The DOJ declined to wait for the plan of correction and proceeded to issue its findings letter to the Governor of Pennsylvania on October 6, 1999. The DOJ alleged violations of Fourteenth Amendment due process rights, Medicare/Medicaid regulations requiring adequate staffing and discharge planning, and Title II of the American with Disabilities Act (ADA). The DOJ found that the unlawful conditions of Western State included:
- inadequate mental health treatment;
- failure to provide necessary medications to patients;
- inappropriate use of restraints and seclusion;
- inadequate nursing and medical care;
- failure to protect patients from injuries, dangerous behaviors and abuse;
- unsafe and inadequate physical conditions; and
- inadequate discharge planning and placement into the most integrated setting.

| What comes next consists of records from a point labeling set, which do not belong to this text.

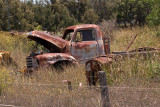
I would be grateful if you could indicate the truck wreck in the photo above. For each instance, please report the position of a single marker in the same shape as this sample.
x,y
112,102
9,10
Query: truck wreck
x,y
80,44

The DOJ reported that many of the unlawful conditions stemmed from a lack of protocols, monitoring of patients, and an insufficient number of adequately trained staff. The report cited multiple examples of patient injuries and death due to the lack of monitoring and failure to receive timely medical care. In addition, the DOJ highlighted how Western State placed patients in restraints in a face-down position and failed to set objective criteria for the release of patients from restraints and seclusion.

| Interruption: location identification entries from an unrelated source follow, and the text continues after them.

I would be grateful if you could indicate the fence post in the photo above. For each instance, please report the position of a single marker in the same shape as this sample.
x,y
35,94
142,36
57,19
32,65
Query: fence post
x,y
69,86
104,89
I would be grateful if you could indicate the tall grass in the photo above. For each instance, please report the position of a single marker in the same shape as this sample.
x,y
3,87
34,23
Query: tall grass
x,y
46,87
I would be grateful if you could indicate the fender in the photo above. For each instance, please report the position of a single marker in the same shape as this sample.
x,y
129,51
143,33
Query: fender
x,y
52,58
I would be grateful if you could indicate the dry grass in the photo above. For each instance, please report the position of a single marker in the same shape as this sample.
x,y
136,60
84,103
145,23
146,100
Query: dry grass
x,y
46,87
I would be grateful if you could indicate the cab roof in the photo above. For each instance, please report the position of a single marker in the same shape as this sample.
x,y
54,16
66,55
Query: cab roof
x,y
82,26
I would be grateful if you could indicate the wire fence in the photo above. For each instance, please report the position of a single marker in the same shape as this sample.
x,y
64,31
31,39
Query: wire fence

In its findings letter, the DOJ recommended Pennsylvania's plan of correction implement minimal remedial measures at Western State. These remedial measures included:
- reformation of Western State’s mental health treatment, medical care, and emergency care in accordance with generally accepted medical standards;
- prescription of medications based on clinical need, rather than budgetary constraints;
- ending the use of six-point chair restraints, use of eight-point bed restraints, and placing patients in restraints in a face-down position;
- documentation and monitoring the use of seclusion and restraints;
- development and implementation of nursing protocols to ensure proper supervision;
- abatement of suicide hazards in bedrooms and bathrooms;
- development of a system to oversee discharge planning and aftercare services; and
- increasing staffing, particularly psychiatrists and nurses.

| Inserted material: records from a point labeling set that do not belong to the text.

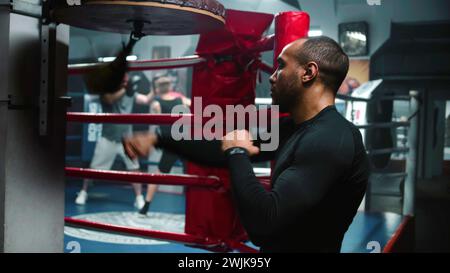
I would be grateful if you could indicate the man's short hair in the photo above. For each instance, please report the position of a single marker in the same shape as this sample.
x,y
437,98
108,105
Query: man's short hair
x,y
332,61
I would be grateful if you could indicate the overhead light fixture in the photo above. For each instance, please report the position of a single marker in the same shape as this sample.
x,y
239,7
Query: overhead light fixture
x,y
110,59
263,101
357,36
315,33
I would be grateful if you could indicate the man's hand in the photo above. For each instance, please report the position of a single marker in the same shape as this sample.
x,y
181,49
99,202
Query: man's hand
x,y
140,144
239,138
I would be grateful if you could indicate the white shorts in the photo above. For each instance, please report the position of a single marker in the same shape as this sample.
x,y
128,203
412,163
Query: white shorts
x,y
105,153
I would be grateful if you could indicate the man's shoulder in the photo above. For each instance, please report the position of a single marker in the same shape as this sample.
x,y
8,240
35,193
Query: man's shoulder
x,y
329,137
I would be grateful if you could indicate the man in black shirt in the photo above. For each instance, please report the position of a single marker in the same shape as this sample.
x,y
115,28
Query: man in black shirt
x,y
321,166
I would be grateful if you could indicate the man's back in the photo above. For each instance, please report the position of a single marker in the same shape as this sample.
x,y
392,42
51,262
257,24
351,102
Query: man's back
x,y
331,176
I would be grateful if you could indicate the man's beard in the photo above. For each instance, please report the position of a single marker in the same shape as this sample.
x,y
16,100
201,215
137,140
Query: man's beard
x,y
286,96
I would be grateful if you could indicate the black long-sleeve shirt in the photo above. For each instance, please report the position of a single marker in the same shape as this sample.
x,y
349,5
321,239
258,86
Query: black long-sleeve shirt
x,y
318,181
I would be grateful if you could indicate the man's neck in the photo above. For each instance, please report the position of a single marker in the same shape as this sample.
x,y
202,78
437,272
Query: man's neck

Based on information acquired from the DOJ in a Freedom of Information Act request, a complaint was not filed in response to these allegations. According to an
article in Developments in Mental Health Law, a publication by the Institute of Law, Psychiatry, & Public Policy at the University of Virginia, Western State implemented its plan of correction removing the need for a settlement agreement or the filing of a complaint. 31 Dev. Mental Health L., Oct. 2012 at 12, 15 n.12. According to the DOJ’s fiscal year 2003 report, the DOJ closed the investigation on September 5, 2003.